Tribune de Julien Aubert
La facilité avec laquelle Israël a inversé le rapport de forces stratégique au Proche-Orient est déconcertante. La moitié des forces du Hamas aurait été éliminée, de même que la hiérarchie du Hezbollah. L’utilisation de moyens non-conventionnels par Tel-Aviv pour éliminer les combattants adverses a également suscité chez ses ennemis un sentiment nouveau : la peur. On se souviendrait presque des mots de Charles Pasqua en 1986 « Il faut terroriser les terroristes ».
Cette efficacité n’a pas été critiquée par les capitales arabes qui, derrière les inévitables appels à la paix et la solidarité naturelle avec le peuple Palestinien, ont surtout peur de Téhéran, puissance chiite en passe de se doter de la bombe nucléaire. Ils ne peuvent le dire, mais secrètement espèrent la chute de Khamenei.
Ce constat appelle deux analyses distinctes, l’une géopolitique et internationale, l’autre franco-française.

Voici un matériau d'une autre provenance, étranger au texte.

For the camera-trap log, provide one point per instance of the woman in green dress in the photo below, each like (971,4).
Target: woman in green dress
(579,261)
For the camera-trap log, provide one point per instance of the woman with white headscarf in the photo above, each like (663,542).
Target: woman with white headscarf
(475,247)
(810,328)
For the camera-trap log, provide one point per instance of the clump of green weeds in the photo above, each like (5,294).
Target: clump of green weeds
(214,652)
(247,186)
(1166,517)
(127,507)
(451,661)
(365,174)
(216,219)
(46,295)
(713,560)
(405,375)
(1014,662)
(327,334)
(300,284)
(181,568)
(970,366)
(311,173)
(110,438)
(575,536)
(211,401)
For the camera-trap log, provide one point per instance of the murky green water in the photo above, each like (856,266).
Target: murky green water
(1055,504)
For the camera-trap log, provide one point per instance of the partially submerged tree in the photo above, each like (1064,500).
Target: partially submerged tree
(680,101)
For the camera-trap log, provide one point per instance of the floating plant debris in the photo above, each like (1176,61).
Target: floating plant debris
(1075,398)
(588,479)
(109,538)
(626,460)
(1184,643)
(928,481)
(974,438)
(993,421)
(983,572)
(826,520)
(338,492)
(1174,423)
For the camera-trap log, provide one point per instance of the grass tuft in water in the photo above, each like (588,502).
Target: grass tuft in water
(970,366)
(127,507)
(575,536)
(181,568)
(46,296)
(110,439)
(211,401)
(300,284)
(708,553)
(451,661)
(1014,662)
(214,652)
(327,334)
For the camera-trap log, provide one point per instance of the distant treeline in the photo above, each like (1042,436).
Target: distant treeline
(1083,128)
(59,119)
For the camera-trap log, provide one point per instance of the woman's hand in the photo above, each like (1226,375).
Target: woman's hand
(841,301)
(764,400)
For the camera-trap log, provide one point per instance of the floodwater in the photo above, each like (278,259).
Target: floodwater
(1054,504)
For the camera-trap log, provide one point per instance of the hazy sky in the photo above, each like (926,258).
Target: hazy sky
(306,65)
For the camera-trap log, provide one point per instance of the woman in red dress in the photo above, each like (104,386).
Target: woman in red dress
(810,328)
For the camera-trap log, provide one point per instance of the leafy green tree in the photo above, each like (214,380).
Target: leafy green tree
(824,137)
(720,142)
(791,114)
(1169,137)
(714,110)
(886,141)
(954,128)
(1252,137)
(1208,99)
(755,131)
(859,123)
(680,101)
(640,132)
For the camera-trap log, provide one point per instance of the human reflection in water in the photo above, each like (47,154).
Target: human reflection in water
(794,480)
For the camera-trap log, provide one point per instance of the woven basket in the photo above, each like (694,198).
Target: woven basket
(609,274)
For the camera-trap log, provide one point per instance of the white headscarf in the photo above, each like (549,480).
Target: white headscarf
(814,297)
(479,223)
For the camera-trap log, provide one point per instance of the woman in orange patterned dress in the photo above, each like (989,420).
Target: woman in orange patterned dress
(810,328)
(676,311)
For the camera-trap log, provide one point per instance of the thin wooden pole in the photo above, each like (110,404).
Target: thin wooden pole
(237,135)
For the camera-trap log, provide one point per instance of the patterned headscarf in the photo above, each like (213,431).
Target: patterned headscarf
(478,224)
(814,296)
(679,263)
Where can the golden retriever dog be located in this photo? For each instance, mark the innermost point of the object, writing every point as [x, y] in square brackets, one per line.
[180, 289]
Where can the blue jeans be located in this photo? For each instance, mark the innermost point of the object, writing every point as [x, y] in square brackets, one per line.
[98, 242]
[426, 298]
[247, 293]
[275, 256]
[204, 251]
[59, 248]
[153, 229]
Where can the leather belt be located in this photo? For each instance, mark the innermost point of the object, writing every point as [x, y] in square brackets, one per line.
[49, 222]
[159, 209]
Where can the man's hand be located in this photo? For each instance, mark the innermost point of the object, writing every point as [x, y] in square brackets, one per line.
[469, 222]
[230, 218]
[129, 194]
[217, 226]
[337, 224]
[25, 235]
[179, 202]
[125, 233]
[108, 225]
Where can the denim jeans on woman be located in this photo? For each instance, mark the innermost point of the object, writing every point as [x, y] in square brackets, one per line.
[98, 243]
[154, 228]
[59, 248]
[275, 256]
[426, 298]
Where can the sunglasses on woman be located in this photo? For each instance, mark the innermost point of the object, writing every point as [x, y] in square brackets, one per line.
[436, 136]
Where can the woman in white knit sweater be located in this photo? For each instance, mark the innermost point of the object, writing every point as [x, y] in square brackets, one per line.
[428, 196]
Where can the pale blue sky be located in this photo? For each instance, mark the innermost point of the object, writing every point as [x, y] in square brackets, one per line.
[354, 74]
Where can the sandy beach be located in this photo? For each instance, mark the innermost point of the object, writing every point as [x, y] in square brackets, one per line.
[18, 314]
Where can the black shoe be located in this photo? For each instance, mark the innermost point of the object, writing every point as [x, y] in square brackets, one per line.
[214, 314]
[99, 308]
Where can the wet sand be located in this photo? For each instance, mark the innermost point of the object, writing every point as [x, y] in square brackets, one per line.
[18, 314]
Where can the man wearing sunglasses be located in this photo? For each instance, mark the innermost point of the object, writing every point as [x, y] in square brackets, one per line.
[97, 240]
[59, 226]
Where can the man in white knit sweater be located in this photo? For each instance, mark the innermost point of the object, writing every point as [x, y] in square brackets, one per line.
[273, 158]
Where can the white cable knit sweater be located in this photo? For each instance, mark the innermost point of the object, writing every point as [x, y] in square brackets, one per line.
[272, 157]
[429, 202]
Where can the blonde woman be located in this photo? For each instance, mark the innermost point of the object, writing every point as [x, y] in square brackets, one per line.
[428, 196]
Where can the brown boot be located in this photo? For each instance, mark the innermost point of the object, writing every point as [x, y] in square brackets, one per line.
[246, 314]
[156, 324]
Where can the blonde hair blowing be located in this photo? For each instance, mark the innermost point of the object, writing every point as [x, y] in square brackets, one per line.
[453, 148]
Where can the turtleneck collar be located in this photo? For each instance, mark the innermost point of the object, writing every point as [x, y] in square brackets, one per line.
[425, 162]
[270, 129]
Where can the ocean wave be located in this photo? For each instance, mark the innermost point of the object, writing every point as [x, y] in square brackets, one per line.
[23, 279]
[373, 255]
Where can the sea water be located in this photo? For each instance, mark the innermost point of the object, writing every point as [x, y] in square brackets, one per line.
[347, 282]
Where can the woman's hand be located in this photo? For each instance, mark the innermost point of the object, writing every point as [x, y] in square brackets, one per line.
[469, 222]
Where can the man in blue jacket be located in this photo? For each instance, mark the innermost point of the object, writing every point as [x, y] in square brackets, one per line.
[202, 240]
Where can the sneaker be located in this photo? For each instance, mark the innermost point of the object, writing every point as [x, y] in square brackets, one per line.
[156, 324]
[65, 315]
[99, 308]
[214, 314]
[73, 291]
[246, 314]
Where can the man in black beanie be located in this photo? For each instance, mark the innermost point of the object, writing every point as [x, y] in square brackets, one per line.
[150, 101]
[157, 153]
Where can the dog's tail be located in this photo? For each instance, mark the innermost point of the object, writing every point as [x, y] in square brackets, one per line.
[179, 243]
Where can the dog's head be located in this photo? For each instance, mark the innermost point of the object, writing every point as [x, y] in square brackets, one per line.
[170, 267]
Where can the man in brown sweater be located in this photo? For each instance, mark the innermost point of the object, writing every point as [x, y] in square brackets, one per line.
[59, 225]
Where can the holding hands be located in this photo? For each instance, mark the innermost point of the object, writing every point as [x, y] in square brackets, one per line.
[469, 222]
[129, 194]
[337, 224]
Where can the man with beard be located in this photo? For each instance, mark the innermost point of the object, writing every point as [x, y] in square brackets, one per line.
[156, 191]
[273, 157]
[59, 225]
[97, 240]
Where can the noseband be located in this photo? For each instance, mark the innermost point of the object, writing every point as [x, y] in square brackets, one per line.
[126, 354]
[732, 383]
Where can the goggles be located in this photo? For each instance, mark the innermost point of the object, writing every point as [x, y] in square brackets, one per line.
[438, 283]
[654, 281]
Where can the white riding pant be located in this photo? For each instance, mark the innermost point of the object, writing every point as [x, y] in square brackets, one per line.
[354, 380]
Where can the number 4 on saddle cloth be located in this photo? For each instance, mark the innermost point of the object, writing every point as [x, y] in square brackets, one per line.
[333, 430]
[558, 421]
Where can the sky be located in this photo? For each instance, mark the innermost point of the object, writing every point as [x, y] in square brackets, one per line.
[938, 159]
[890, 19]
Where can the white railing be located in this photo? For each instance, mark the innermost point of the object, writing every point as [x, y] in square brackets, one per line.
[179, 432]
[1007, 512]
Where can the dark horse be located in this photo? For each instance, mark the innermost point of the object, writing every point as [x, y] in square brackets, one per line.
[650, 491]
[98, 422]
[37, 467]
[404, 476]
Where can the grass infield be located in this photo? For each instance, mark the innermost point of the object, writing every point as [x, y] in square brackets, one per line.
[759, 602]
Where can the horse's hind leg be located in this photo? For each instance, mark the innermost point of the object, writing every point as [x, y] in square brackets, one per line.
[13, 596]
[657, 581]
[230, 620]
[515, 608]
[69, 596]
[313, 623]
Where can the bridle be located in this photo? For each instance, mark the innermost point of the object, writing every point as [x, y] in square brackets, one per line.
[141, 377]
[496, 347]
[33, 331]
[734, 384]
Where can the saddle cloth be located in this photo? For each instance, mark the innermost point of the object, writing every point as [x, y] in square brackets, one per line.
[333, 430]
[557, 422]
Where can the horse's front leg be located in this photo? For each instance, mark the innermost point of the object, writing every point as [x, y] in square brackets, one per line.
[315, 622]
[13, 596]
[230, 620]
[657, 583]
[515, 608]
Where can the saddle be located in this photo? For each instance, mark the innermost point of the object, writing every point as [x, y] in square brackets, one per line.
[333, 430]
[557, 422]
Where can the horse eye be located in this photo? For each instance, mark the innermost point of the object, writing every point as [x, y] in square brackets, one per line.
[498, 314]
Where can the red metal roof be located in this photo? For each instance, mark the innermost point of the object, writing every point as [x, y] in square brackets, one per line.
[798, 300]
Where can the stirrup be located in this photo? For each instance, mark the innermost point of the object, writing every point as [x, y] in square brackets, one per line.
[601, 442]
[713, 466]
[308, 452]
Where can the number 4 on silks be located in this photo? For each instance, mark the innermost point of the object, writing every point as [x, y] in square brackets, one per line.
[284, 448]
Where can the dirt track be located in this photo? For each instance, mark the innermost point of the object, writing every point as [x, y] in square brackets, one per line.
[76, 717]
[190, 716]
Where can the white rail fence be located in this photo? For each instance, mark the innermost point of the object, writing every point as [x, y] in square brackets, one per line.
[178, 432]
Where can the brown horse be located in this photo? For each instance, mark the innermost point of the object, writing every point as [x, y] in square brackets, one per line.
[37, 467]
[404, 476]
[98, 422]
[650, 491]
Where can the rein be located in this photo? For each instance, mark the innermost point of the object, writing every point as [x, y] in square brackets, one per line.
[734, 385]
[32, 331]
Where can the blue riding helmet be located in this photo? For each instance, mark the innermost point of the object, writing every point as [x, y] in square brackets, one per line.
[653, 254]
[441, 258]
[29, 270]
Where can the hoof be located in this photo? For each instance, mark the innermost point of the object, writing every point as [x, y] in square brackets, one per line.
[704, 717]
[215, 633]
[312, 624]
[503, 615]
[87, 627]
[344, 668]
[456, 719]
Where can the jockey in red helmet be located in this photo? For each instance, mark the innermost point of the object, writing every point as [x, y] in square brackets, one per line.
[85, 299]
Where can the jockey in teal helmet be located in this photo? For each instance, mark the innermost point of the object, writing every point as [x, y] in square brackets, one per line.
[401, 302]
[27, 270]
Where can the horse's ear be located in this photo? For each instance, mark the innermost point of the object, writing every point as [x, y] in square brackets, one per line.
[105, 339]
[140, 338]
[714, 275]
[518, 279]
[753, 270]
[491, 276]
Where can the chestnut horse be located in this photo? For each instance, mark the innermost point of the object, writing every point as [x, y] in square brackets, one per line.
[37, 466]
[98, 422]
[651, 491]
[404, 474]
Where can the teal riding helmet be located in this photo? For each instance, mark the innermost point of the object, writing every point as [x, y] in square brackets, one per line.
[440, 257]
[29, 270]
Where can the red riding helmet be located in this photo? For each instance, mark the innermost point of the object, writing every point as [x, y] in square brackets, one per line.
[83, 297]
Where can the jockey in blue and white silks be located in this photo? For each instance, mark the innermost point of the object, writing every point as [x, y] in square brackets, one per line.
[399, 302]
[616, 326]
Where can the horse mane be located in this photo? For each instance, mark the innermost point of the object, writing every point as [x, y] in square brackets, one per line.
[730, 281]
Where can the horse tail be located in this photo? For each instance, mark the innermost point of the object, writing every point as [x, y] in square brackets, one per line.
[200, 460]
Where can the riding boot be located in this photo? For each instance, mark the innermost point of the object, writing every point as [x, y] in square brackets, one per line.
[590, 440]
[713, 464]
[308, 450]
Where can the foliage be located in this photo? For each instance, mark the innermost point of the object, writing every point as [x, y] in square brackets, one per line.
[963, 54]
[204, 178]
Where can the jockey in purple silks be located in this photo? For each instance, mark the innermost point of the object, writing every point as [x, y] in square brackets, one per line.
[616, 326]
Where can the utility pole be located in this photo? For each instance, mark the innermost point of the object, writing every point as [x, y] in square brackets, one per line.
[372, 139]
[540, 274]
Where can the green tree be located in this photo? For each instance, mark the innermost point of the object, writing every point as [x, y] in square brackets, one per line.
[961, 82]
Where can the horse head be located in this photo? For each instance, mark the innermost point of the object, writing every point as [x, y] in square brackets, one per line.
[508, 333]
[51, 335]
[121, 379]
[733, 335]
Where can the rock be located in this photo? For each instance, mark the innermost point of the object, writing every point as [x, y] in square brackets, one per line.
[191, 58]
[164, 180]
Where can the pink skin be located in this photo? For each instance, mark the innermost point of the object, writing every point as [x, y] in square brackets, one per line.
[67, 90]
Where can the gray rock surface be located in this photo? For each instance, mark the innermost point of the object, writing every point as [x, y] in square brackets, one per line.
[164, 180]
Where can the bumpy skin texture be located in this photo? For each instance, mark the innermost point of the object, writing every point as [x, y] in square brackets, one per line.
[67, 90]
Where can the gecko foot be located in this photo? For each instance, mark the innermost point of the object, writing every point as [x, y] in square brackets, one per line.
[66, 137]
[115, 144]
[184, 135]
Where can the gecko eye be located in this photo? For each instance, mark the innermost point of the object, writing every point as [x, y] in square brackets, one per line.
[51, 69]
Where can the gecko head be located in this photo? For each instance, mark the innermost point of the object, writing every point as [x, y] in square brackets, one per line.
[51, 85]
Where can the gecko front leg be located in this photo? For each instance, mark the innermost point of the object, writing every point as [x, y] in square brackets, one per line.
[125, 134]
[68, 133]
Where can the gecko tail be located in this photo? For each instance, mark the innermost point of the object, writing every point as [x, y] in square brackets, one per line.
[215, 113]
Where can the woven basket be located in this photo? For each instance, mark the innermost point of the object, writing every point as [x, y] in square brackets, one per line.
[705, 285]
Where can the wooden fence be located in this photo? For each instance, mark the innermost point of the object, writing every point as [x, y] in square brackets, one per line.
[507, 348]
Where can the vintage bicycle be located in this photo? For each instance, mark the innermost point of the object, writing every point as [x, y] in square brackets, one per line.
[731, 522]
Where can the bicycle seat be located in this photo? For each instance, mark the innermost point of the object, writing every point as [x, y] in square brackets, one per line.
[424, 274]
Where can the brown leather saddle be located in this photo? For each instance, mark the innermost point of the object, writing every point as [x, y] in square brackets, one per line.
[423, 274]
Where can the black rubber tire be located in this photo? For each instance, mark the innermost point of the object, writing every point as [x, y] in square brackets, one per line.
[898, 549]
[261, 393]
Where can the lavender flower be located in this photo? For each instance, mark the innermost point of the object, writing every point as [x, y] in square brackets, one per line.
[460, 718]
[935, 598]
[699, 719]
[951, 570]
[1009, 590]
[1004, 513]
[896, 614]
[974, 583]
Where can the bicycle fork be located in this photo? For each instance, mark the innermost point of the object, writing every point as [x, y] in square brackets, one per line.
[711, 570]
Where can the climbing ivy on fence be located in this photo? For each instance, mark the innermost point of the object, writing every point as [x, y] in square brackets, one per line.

Tout d’abord, chacun s’est étonné de la mollesse de la réaction de l’Iran. En réalité, on suppute que les forces armées de Téhéran ne sont pas de taille à challenger l’avance technologique d’Israël. C’est en partie exact, même si le dimensionnement humain penche coté iranien, qui a une armée de masse probablement quatre fois plus importante que Tsahal. Néanmoins, Saddam Hussein en son temps, qui disposait d’un demi-million d’hommes, apprit à ses dépens que cela ne suffisait pas. Derrière Israël pourrait se profiler, en cas de conflit, une coalition internationale susceptible de renverser le rapport de forces tactique.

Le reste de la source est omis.